Why did you not even ask Mr. Brailsford about Michael Rogers' connections to Dr. Ferrari, which have been widely reported?
Why not ask him about the reasons for hiring Dr. Leinders?
Why not ask him how in his mind, was it possible that clean riders on his team consistently not only beat, but completely dominate convicted dopers in the Tour this year?
Why not ask him about Dr. Ashenden's recent comments regarding the value of their anti-doping policy, or better yet, have a direct discussion with Mr. Brailsford and Dr. Ashenden?

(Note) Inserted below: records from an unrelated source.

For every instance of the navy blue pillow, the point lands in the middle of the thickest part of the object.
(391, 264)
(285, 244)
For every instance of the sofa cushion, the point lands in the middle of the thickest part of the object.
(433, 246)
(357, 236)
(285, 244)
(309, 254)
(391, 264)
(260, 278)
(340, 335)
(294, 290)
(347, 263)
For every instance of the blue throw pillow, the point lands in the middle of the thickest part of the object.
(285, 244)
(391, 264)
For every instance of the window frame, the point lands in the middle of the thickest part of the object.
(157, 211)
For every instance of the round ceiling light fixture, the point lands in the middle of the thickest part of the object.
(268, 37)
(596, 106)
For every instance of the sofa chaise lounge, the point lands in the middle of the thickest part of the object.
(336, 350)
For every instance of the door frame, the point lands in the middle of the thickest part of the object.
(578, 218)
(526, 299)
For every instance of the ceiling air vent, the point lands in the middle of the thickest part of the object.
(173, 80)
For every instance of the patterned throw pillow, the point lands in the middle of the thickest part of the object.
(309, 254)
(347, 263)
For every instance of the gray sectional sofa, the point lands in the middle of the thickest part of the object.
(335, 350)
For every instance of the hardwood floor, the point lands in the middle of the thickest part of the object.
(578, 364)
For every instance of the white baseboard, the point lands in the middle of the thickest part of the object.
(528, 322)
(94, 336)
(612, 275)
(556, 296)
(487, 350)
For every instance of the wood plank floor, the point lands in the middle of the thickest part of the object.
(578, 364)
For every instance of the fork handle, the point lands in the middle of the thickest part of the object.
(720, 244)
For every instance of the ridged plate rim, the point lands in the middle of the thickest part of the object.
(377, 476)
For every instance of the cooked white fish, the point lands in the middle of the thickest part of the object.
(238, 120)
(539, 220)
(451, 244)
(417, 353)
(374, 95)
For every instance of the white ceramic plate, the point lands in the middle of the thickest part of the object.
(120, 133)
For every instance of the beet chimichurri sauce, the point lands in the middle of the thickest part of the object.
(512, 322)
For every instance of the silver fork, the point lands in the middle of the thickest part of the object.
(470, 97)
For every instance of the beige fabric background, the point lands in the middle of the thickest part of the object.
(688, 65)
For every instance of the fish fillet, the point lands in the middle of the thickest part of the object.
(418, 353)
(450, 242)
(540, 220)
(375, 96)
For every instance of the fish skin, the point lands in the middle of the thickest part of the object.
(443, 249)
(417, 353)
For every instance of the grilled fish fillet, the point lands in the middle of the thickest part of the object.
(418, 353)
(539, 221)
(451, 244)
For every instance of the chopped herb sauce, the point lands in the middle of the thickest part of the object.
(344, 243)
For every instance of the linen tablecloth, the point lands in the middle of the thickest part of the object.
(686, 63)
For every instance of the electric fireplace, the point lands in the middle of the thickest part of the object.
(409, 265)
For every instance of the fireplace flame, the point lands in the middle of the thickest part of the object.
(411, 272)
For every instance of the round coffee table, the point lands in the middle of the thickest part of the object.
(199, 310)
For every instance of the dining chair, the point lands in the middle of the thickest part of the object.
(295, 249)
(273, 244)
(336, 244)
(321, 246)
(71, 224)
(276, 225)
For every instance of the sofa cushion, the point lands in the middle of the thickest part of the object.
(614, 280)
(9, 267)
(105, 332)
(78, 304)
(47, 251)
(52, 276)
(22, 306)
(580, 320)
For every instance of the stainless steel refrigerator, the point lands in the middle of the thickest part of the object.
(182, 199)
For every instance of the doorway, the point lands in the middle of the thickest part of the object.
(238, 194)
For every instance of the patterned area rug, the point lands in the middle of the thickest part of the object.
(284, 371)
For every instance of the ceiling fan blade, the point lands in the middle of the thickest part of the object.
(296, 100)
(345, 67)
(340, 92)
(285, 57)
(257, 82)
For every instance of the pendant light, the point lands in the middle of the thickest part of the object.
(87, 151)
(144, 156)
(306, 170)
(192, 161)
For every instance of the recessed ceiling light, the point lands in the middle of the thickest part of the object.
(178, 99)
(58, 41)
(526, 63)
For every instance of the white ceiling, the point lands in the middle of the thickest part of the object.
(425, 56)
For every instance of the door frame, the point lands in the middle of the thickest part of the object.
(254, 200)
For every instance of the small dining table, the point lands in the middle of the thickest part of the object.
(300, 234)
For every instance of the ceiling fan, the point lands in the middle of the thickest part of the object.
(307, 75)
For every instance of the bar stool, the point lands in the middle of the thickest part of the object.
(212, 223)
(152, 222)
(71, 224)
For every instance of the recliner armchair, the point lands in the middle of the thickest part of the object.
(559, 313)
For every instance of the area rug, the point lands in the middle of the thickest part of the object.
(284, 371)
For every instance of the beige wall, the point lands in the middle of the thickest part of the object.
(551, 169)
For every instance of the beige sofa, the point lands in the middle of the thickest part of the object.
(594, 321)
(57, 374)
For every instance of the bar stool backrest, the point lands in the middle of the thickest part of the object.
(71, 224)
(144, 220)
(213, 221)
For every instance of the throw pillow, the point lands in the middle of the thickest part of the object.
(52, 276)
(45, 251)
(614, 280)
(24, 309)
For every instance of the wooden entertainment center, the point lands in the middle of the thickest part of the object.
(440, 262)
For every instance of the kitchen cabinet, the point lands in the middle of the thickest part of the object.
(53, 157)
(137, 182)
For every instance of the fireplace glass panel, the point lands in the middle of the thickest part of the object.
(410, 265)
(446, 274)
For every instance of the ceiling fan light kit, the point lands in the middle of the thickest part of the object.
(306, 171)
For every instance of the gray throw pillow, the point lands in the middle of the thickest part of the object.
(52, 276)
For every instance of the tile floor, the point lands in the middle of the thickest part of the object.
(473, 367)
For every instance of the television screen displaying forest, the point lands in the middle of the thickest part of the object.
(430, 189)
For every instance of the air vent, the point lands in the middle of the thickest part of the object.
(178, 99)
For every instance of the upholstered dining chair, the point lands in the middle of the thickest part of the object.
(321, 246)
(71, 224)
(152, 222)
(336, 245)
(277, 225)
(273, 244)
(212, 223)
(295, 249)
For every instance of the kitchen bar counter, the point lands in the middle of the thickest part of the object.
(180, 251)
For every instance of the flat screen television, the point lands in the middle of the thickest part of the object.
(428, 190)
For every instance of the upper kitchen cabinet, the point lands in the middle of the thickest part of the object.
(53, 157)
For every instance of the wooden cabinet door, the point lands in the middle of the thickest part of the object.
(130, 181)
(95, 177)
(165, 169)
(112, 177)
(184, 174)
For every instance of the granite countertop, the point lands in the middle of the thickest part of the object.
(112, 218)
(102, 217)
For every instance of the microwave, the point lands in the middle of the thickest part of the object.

To be honest, it reminded me of the reports about doping on German television during the Telekom era - we were told about the Festina affair, the suspicions about Armstrong, the Russians, the Spaniards, the Italians and the Belgians, even the odd "black sheep" like Danilo Hondo, but not so much as a bad word was said about our magenta heroes, Zabel, Bölts, Ulrich, Klöden, Heppner, and Aldag, just to name a few. It was a story that was simply too good to be true. The blind faith that Team Sky is "clean by design" is equally naive, and their public statements are clearly not consistent.

I think a report into doping in amateur sports (cycling, but also amateur running, to give just two examples) would be very interesting indeed. More PEDs are sold to amateurs than to professional athletes, so amateurs are very much part of the problem, and vital to keep the "industry" alive. But I can understand the anger expressed in the previous posts, and the unwillingness to cooperate with a programme that appears more interested in a white-washing of British professional cycling than in exposing the truth.